The goal of this project is to implement secure approaches on multiple join, matrix multiplication, grouping and aggregation on Hadoop.
With the advent of big data, new techniques have been developed to process parallel computation on a large cluster. One of them is the MapReduce programming paradigm, which allows a user to keep data in public clouds and to do computations on it. Since the data is externalized, it can be communicated over an untrustworthy network and processed on some untrustworthy machines, where malicious public cloud users may learn private data. In this project, we address the fundamental problems of how to compute relational joins between an arbitrary number of relations, how to calculate matrix multiplication and how to group and aggregate data from a relation in a privacy-preserving manner using MapReduce.
Resources used (RAM CPU etc…)
- 16 x 2.4 GHz CPU, 32 GB RAM, and 320 GB disk.

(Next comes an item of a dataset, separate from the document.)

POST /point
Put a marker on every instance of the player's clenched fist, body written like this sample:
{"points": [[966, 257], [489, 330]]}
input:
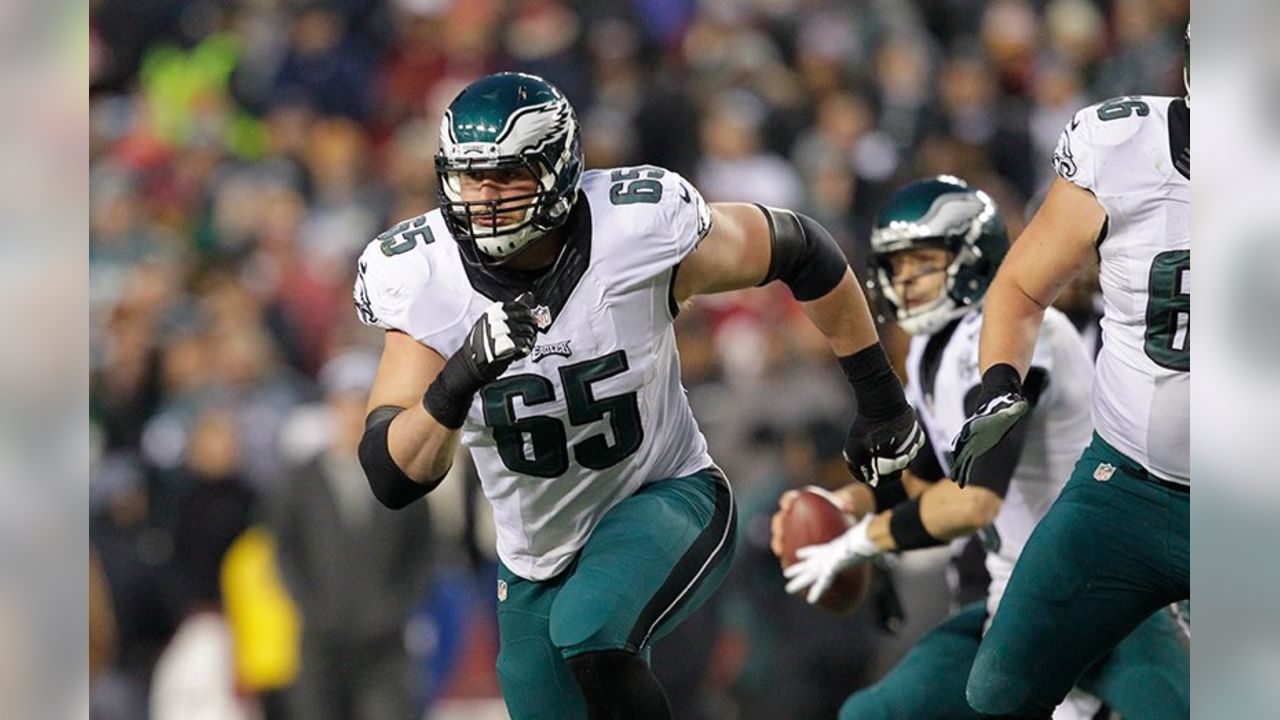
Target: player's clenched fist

- Ubuntu Server 14.04_Vanilla Hadoop-2.7.1
- JAVA 1.7.0
- Higgs Twitter Dataset:http://snap.stanford.edu/data/higgs-twitter.html.Accessed: 2018-02-20.
(1) Implement multiple join and grouping and aggregation with no security on Hadoop.
(2) Implement secure-private approach for join, grouping and matrix multiplication on Hadoop.
(3) Implement Order-Preserving-Encryption-Scheme for aggregation on Hadoop.
(4) Implement Collision-Resistant-Secure-Private approach for multiple join and matrix multiplication on Hadoop.
(5) Compare the trade-offs of those approaches with respect to three fundamental criteria: computation cost, communication cost, and privacy guarantees.